Over the years, however, both the technical and legal complexity of patent applications has exploded. The United States Patent and Trademark Office currently has a Manual of Patent Examining Procedure (MPEP) that is significantly more than 1000 pages of substantive and procedural requirements. In fact, the requirements for practicing patent law today are so complex that the United States Patent and Trademark Office will only grant this right to people who have passed a six hour specialty registration examination known colloquially as "The Patent Bar."
So while it is still technically and legally possible for individual inventors to apply for, file, and prosecute their own patent applications (this is commonly called "pro se" or "pro per" representation), employing this course of action in most situations is highly inadvisable. Mastering the MPEP can be an extraordinary challenge in its own right, and yet even if one could attain a complete mastery of the MPEP, there would still be the additional challenge of making sense of Federal Circuit and U.S. Supreme Court rulings that are in direct conflict with the rules stated in the MPEP.
Moreover, many pro se patent applicants frequently fail to appreciate that their objective (in the overwhelming majority of cases) should not be to simply get a patent issued, but to get a patent issued having patent claims that are narrow enough to withstand invalidity challenges, and yet broad enough to read on infringing activity.
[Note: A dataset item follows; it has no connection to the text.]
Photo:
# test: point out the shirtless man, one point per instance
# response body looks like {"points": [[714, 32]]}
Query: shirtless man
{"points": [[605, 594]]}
After all, what would be the point of spending time, energy, and effort, in addition to paying a significant number of non-refundable government fees, only to obtain a patent with claims that are so narrow that they cannot possibly be infringed by anyone, or for a patent with claims so broad that they will only later be invalidated by the courts?
So while it is still technically and legally possible for an inventor to apply for and prosecute their own patent applications, due to the sheer complexity involved and the substantial number of non-refundable fees that the inventor is required pay, in most cases, these tasks better left to seasoned patent professionals.
In closing--
In today's world, trillions of dollars are changing hands every year as a result of patent sales, patent licensing fees, and patent infringement lawsuits. Meanwhile, the number of patent applications filed with the United States Patent and Trademark Office has at least quadrupled since 1963, and similar trends are also present worldwide.
There is a certain sense that patents have eclipsed the business world. It seems that everywhere you turn these days, companies are either trying to purchase or license large volumes of patents in certain technological areas, or at least the key patents within those areas. And in the global picture, patents have become a progressively larger source of income for a significant number of local, foreign, and international business entities.